WASHINGTON (AP) — The Obama administration squared off with skeptical lawmakers Tuesday over efforts to terminate the government's authority to collect phone records of millions of Americans, a proposition that exposed sharp divisions among members of Congress.
With a vote nearing on amendments to a $598.3 million bill to fund the military, the White House raised the alarm over a move to end the National Security Agency's authority under the USA Patriot Act, preventing the secretive surveillance agency from collecting records unless an individual is under investigation.

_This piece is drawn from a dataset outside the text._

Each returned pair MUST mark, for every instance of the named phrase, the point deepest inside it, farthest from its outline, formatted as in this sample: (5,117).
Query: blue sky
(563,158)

And in an unusual, last-minute lobbying move, Gen. Keith Alexander, head of the NSA, traveled to Capitol Hill to urge lawmakers to oppose the amendment in separate, closed-door sessions with Republicans and Democrats.
"We oppose the current effort in the House to hastily dismantle one of our Intelligence Community's counterterrorism tools," White House press secretary Jay Carney said in a late-night statement. "This blunt approach is not the product of an informed, open or deliberative process."
Carney said President Barack Obama is still open to addressing privacy concerns in the wake of documents leaked last month by former NSA systems analyst Edward Snowden that revealed that the vast nature of the agency's phone and Internet surveillance. But he said Obama wants an approach that properly weighs what intelligence tools best keep America safe.
In another sign the White House was treating the measure with serious concern, its rebuke came directly from the press secretary, rather than the more routine notices from Obama's budget office the White House normally uses to weigh in on pending legislation.
The proposal offered by Rep. Justin Amash, R-Mich., dovetails with another amendment to the defense bill to cut off funds for the NSA. The House is likely to vote on the amendments Wednesday.